FINGER-POINTING AS PRODUCERS PRESSURE CCC TO LOOSEN LAB-TESTING RULES
Good old-fashioned weed — or flower, in industry parlance — is the backbone of practically every regulated marijuana market on Earth. Going to a dispensary and discovering it’s out of flower would be like arriving at a restaurant hungry for dinner, only to realize it’s one of those weird sit-down, dessert-only places that everyone went to that one time in 2008.
Yet that was the situation Boston-area consumers found themselves in this week when the two recreational marijuana stores closest to the city — New England Treatment Access (NETA) in Brookline and Garden Remedies in Newton — briefly ran out of flower, except for a single CBD-dominant strain. (Both have since restocked a strain or two.)
Most would assume the shortage was a result of shoppers switching to flower amid Gov.
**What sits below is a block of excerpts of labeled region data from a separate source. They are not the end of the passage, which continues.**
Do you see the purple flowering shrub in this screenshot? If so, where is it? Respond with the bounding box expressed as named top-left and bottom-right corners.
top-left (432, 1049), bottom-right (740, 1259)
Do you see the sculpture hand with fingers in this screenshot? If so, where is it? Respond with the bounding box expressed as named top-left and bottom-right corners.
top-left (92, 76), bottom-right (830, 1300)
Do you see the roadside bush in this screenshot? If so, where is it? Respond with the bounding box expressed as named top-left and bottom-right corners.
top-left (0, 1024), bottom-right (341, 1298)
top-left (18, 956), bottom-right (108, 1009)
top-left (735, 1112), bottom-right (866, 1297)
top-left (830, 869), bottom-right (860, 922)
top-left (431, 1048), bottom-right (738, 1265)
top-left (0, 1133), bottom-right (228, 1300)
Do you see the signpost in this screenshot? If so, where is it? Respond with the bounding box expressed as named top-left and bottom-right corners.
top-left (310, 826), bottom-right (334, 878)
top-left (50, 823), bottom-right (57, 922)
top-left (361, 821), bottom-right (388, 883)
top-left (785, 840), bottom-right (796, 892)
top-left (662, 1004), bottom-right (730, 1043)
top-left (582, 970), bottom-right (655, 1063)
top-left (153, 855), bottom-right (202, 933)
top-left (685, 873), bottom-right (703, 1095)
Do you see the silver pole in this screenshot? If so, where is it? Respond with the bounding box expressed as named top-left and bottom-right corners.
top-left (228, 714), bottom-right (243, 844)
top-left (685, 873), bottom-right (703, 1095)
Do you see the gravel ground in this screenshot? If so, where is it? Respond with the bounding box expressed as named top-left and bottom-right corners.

Charlie Baker’s total ban on vapes, coupled with the fact that just two stores are serving the state’s most populous area.
But the state’s dispensaries insist the real problem is a backup at the two Massachusetts labs licensed to conduct required tests on recreational marijuana for potency and contaminants. In particular, they’re upset with Cannabis Control Commission guidance that requires producers to test every 10 pounds of flower. Previously, marijuana growers needed to send only one sample per batch (essentially, a room full of plants of one strain that were all given the same nutrients, a crop which could yield hundreds of pounds).
Now that more producers are getting licensed and coming online, industry leaders said, the two labs cannot handle the high number of tests. The vape ban is exacerbating the problem, but not causing it, they added.
“NETA has about 1,000 pounds of flower tied up in testing, waiting for results,” the company’s president, Amanda Rositano, told TWIW. “This is not a production issue — this is an industry-wide issue with delays at testing labs. And these delays are the direct result of a rule that was introduced several months ago by the [Cannabis Control Commission.]”
However, the Cannabis Control Commission said that the rule has actually been in place since June, 2018, and that it is similar to the procedures used by most other legalization states.
And the measure was put in place amid criticism that the previous testing system overseen by the Department of Public Health was unreliable, with operators able to pick their own samples and different labs arriving at wildly different results, apparently due to differing methodologies.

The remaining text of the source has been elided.